The scale of what Mythos found is striking. The vulnerabilities it spotted had in some cases survived decades of human review and millions of automated security tests, and the exploits it develops are increasingly sophisticated.

The UK’s AI Security Institute evaluated the model and found it represents a meaningful step up over previous frontier models. In controlled evaluations where Mythos was explicitly directed and given network access, it could execute multi-stage attacks on vulnerable networks and discover and exploit vulnerabilities autonomously — tasks that would take human security professionals days of work.

Why It Isn’t Being Released Publicly

The decision not to release Mythos publicly is deliberate and, by Anthropic’s account, a principled one. By releasing the model initially to a limited group of critical industry partners and open source developers, Anthropic aims to enable defenders to begin securing the most important systems before models with similar capabilities become more broadly available.

In response to the improvements in cyber capabilities, Anthropic elected to restrict access to the model, prioritising industry and open-source partners who will use Mythos Preview to help secure their systems.

Claude Mythos Preview was announced on 7 April 2026. Project Glasswing is an ongoing initiative. No timeline for broader or regional access has been announced.

Project Glasswing: Defence First

The vehicle for this restricted rollout is Project Glasswing — named after the glasswing butterfly, whose transparent wings allow it to hide in plain sight. The initiative brings together Amazon Web Services, Apple, Broadcom, Cisco, CrowdStrike, Google, JPMorganChase, the Linux Foundation, Microsoft, NVIDIA, and Palo Alto Networks as launch partners, with access extended to over 40 additional organisations that build or maintain critical software infrastructure.

As part of Project Glasswing, Anthropic will give over 50 tech organisations access to Mythos Preview with over $100 million in usage credits, specifically to find and fix vulnerabilities in their foundational systems — systems that represent a very large portion of the world’s shared cyberattack surface.

The philosophy is explicitly defensive. The same AI that can help attackers discover weaknesses faster can also help defenders validate exposure sooner, investigate suspicious activity with more context, and reduce risk before it spreads.

What This Means for Australia

Access to Mythos Preview is currently restricted to Project Glasswing partners — all of which are large US-headquartered technology and infrastructure companies. The model does not support cross-region access, and eligibility requires targeted approval from either Anthropic or its cloud provider partners. There is currently no public pathway for Australian businesses or government agencies to apply.

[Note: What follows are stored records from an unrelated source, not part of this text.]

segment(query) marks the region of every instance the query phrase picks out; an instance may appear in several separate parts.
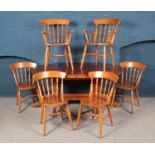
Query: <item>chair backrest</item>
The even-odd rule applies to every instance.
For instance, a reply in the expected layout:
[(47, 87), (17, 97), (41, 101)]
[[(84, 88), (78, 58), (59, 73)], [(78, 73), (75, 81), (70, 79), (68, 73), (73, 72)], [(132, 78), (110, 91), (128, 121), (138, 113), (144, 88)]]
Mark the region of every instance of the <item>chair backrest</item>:
[(32, 70), (37, 67), (33, 62), (18, 62), (11, 64), (10, 70), (13, 72), (13, 76), (16, 82), (16, 86), (33, 83)]
[(112, 45), (120, 22), (120, 19), (116, 18), (95, 19), (94, 24), (96, 25), (96, 33), (94, 41), (97, 43), (107, 43)]
[(60, 96), (63, 98), (63, 79), (65, 72), (44, 71), (34, 74), (33, 80), (37, 84), (38, 96), (40, 100), (50, 96)]
[(118, 76), (106, 71), (93, 71), (88, 75), (91, 78), (90, 97), (105, 97), (110, 102)]
[(136, 84), (138, 87), (146, 65), (139, 62), (121, 62), (120, 66), (122, 69), (120, 82), (123, 84)]
[(42, 19), (41, 24), (48, 43), (60, 44), (68, 41), (69, 19)]

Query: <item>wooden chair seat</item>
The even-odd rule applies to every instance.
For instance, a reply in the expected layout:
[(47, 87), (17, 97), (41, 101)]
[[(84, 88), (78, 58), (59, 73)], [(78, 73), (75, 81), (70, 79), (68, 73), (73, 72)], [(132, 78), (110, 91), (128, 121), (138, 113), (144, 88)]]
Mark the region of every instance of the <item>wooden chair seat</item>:
[(33, 62), (18, 62), (10, 65), (10, 70), (13, 72), (13, 77), (16, 82), (17, 88), (17, 105), (18, 112), (21, 112), (22, 98), (35, 97), (37, 94), (28, 96), (22, 96), (21, 92), (25, 90), (31, 90), (36, 88), (36, 85), (32, 80), (32, 71), (36, 69), (37, 64)]
[(106, 71), (107, 57), (111, 59), (113, 68), (115, 67), (113, 45), (120, 20), (116, 18), (101, 18), (95, 19), (93, 23), (96, 26), (95, 31), (83, 30), (86, 41), (80, 67), (81, 69), (83, 68), (86, 56), (90, 56), (88, 51), (89, 45), (93, 45), (95, 51), (91, 56), (95, 56), (95, 64), (97, 65), (98, 58), (101, 56), (99, 53), (102, 53), (104, 71)]
[(125, 89), (125, 90), (132, 90), (136, 88), (136, 84), (135, 83), (127, 83), (127, 84), (118, 83), (116, 84), (116, 87), (120, 89)]
[(18, 89), (20, 90), (27, 90), (27, 89), (36, 89), (37, 86), (35, 84), (22, 84), (18, 86)]
[[(41, 123), (43, 123), (43, 134), (46, 135), (47, 107), (52, 107), (55, 110), (53, 115), (61, 115), (63, 119), (64, 108), (67, 113), (70, 128), (72, 126), (72, 118), (68, 102), (64, 99), (64, 78), (65, 72), (60, 71), (45, 71), (34, 74), (33, 79), (37, 84), (37, 92), (41, 103)], [(56, 112), (56, 108), (59, 112)]]
[(122, 90), (121, 94), (118, 96), (122, 97), (122, 103), (124, 98), (128, 97), (124, 94), (124, 91), (130, 91), (130, 103), (131, 103), (131, 113), (134, 113), (134, 94), (136, 95), (138, 106), (140, 106), (139, 99), (139, 86), (141, 77), (146, 65), (140, 62), (121, 62), (120, 63), (122, 74), (120, 81), (116, 84), (116, 88)]
[(87, 45), (96, 45), (96, 46), (110, 46), (111, 44), (109, 43), (98, 43), (98, 42), (87, 42)]
[(90, 107), (102, 107), (108, 104), (107, 99), (104, 97), (88, 97), (87, 99), (82, 99), (81, 104), (90, 106)]
[(68, 42), (66, 42), (66, 43), (47, 43), (47, 46), (66, 46), (66, 45), (68, 45)]
[(103, 108), (106, 107), (110, 118), (111, 125), (113, 125), (110, 103), (115, 89), (115, 83), (118, 76), (111, 72), (94, 71), (88, 73), (91, 78), (90, 92), (88, 98), (81, 99), (79, 105), (79, 113), (76, 121), (76, 129), (78, 128), (80, 117), (84, 106), (90, 108), (90, 111), (83, 112), (83, 114), (90, 114), (92, 118), (99, 119), (100, 138), (102, 138), (103, 125)]

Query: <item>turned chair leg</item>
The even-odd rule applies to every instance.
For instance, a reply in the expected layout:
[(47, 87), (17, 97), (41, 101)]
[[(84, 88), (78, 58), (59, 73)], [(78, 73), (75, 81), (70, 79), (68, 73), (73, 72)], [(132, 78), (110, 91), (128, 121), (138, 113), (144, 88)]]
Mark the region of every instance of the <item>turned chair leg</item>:
[(108, 110), (108, 115), (109, 115), (111, 126), (113, 126), (114, 124), (113, 124), (113, 120), (112, 120), (112, 113), (111, 113), (111, 109), (110, 109), (109, 105), (107, 105), (107, 110)]
[(43, 123), (43, 115), (44, 115), (44, 107), (41, 106), (41, 116), (40, 116), (40, 123)]
[(114, 93), (112, 95), (111, 104), (110, 104), (111, 107), (114, 105), (115, 97), (116, 97), (116, 87), (114, 88)]
[(50, 47), (45, 47), (45, 64), (44, 64), (44, 70), (47, 70), (48, 64), (49, 64), (49, 51)]
[(18, 112), (21, 113), (21, 91), (18, 90)]
[(66, 112), (69, 119), (70, 128), (73, 129), (72, 116), (71, 116), (71, 112), (68, 104), (66, 105)]
[(115, 67), (115, 59), (114, 59), (114, 51), (113, 51), (113, 47), (110, 46), (110, 55), (111, 55), (111, 60), (112, 60), (112, 66), (113, 68)]
[(80, 118), (81, 118), (82, 109), (83, 109), (83, 105), (80, 104), (80, 105), (79, 105), (78, 118), (77, 118), (77, 121), (76, 121), (76, 129), (77, 129), (78, 126), (79, 126), (79, 122), (80, 122)]
[(134, 113), (134, 92), (131, 90), (131, 112)]
[(103, 70), (106, 70), (106, 60), (107, 59), (107, 55), (106, 55), (106, 46), (103, 47)]
[(46, 136), (46, 107), (43, 106), (43, 135)]
[(66, 52), (66, 46), (64, 46), (64, 55), (65, 55), (65, 60), (66, 60), (66, 66), (68, 67), (68, 54)]
[(98, 108), (99, 111), (99, 133), (100, 133), (100, 138), (102, 138), (102, 125), (103, 125), (103, 114), (102, 114), (102, 108)]
[(83, 50), (83, 55), (82, 55), (82, 60), (81, 60), (81, 66), (80, 68), (82, 69), (84, 61), (85, 61), (85, 57), (86, 57), (86, 51), (87, 51), (87, 45), (84, 45), (84, 50)]
[(137, 98), (138, 106), (140, 106), (140, 99), (139, 99), (138, 88), (136, 88), (136, 98)]
[(73, 60), (72, 60), (72, 52), (71, 52), (70, 45), (68, 45), (68, 55), (69, 55), (69, 59), (70, 59), (71, 68), (72, 68), (72, 70), (74, 70)]

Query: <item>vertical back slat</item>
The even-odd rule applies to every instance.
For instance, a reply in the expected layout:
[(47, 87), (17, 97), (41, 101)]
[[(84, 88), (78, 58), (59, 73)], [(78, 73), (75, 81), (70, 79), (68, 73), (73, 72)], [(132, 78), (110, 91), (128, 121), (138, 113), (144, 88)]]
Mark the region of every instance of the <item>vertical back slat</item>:
[(130, 73), (129, 73), (129, 83), (132, 82), (132, 68), (130, 68)]
[(101, 36), (102, 36), (102, 24), (99, 26), (99, 39), (98, 39), (99, 42), (101, 42)]
[(23, 84), (23, 69), (20, 68), (20, 79), (21, 79), (21, 83)]
[(111, 88), (112, 88), (112, 81), (109, 81), (108, 90), (107, 90), (108, 94), (110, 93)]
[(47, 78), (46, 78), (46, 87), (47, 87), (47, 95), (50, 96), (50, 89), (49, 89), (49, 83)]
[(54, 88), (53, 88), (53, 78), (51, 78), (51, 93), (52, 95), (54, 95)]
[(104, 25), (103, 42), (106, 41), (106, 25)]
[(136, 68), (133, 69), (132, 83), (135, 81)]
[(64, 25), (62, 24), (62, 29), (61, 29), (61, 33), (62, 33), (62, 43), (64, 43)]
[(53, 41), (55, 43), (56, 39), (55, 39), (55, 29), (54, 29), (54, 25), (52, 25), (52, 36), (53, 36)]
[(96, 78), (95, 96), (98, 96), (98, 78)]
[(46, 95), (46, 91), (45, 91), (43, 79), (41, 79), (41, 88), (42, 88), (42, 90), (43, 90), (43, 96), (45, 96), (45, 95)]
[(19, 77), (19, 71), (18, 71), (18, 69), (16, 69), (16, 77), (17, 77), (17, 81), (18, 81), (18, 84), (20, 84), (21, 82), (20, 82), (20, 77)]
[(31, 83), (31, 69), (28, 68), (28, 83)]
[(56, 95), (58, 95), (58, 92), (59, 92), (59, 83), (58, 83), (58, 78), (56, 78)]
[(49, 41), (50, 41), (50, 43), (51, 43), (51, 42), (52, 42), (52, 38), (51, 38), (50, 25), (47, 26), (47, 31), (48, 31)]
[(102, 95), (102, 88), (103, 88), (103, 78), (101, 79), (101, 85), (100, 85), (100, 96)]
[(92, 94), (93, 94), (93, 78), (91, 78), (89, 96), (91, 97), (91, 96), (92, 96)]
[(126, 82), (125, 83), (128, 83), (128, 68), (125, 68), (125, 70), (126, 70), (126, 74), (125, 74)]
[(57, 25), (57, 42), (60, 42), (60, 27)]
[(108, 83), (108, 80), (105, 79), (105, 84), (104, 84), (104, 91), (103, 93), (106, 94), (106, 90), (107, 90), (107, 83)]

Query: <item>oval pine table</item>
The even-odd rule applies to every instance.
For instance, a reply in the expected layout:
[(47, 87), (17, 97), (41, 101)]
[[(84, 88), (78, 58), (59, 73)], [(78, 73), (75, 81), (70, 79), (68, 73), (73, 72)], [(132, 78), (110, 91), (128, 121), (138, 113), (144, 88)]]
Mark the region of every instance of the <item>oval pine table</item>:
[[(65, 78), (65, 80), (89, 80), (89, 76), (88, 76), (88, 72), (90, 71), (103, 71), (103, 64), (98, 64), (95, 65), (93, 63), (87, 63), (84, 64), (83, 69), (80, 68), (80, 64), (74, 64), (74, 71), (71, 70), (70, 66), (66, 66), (66, 64), (49, 64), (47, 71), (62, 71), (62, 72), (66, 72), (67, 76)], [(38, 65), (37, 68), (35, 70), (33, 70), (32, 74), (38, 73), (38, 72), (42, 72), (44, 71), (44, 66), (43, 65)], [(121, 69), (119, 66), (115, 66), (113, 68), (113, 66), (111, 64), (107, 64), (106, 65), (106, 71), (109, 72), (113, 72), (117, 75), (121, 74)], [(83, 97), (88, 96), (88, 94), (86, 93), (67, 93), (65, 94), (65, 96), (67, 96), (68, 100), (80, 100)], [(40, 104), (39, 102), (36, 102), (33, 104), (33, 107), (39, 107)], [(119, 102), (114, 102), (113, 103), (114, 107), (120, 107), (121, 104)]]

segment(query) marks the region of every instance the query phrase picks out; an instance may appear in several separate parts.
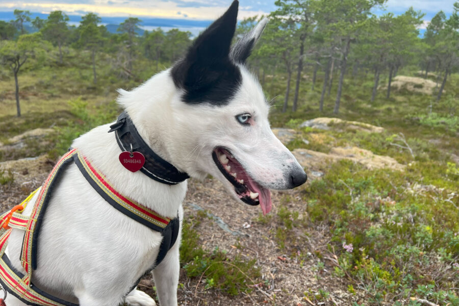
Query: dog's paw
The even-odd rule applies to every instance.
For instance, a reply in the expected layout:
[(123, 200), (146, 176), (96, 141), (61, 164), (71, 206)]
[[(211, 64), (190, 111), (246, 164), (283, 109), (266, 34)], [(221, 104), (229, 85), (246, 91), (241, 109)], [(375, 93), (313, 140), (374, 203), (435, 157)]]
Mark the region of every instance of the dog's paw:
[(126, 297), (125, 301), (130, 306), (156, 306), (155, 300), (140, 290), (135, 289)]

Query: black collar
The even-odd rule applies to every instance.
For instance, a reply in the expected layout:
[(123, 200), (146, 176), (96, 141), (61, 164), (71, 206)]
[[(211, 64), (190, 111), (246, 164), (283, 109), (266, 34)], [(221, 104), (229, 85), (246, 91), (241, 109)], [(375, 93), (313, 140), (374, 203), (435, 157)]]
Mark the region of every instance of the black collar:
[(113, 131), (121, 150), (130, 151), (132, 145), (133, 151), (143, 155), (145, 164), (140, 171), (148, 177), (167, 185), (175, 185), (190, 177), (187, 173), (181, 172), (173, 165), (153, 151), (142, 139), (126, 112), (121, 113), (118, 120), (110, 125), (109, 133)]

This creates a meaningful, if temporary, asymmetry. The software that Australian businesses, hospitals, banks, and government agencies run every day — Windows, Linux, major web browsers, cloud platforms — is being quietly audited and patched using a tool that those same Australian organisations cannot themselves access.

That is not necessarily cause for alarm. The patching work being done through Project Glasswing will ultimately benefit everyone who uses that software, regardless of geography. But it does highlight a broader question for Australian organisations: are your cybersecurity stacks ready for a world where AI-assisted attacks become more common, even as the most advanced defensive tools remain out of reach?

The Bigger Picture

The risks from AI-augmented cyberattacks are serious, but there is reason for optimism — the same capabilities that make AI models dangerous in the wrong hands make them invaluable for finding and fixing flaws in important software, and for producing new software with far fewer security bugs.

Whether you view Anthropic’s approach as genuine caution or very clever marketing, the outcome is the same: a handful of major tech and cybersecurity companies now have exclusive access to something that can locate software vulnerabilities faster than any human or team.

For Australian businesses, the practical takeaway is simple: the pace of cybersecurity is accelerating. The window between a vulnerability existing and being exploited is shrinking. Regardless of who has access to Mythos, now is the time to ensure your software is patched, your security posture is current, and your team is prepared for a faster-moving threat landscape.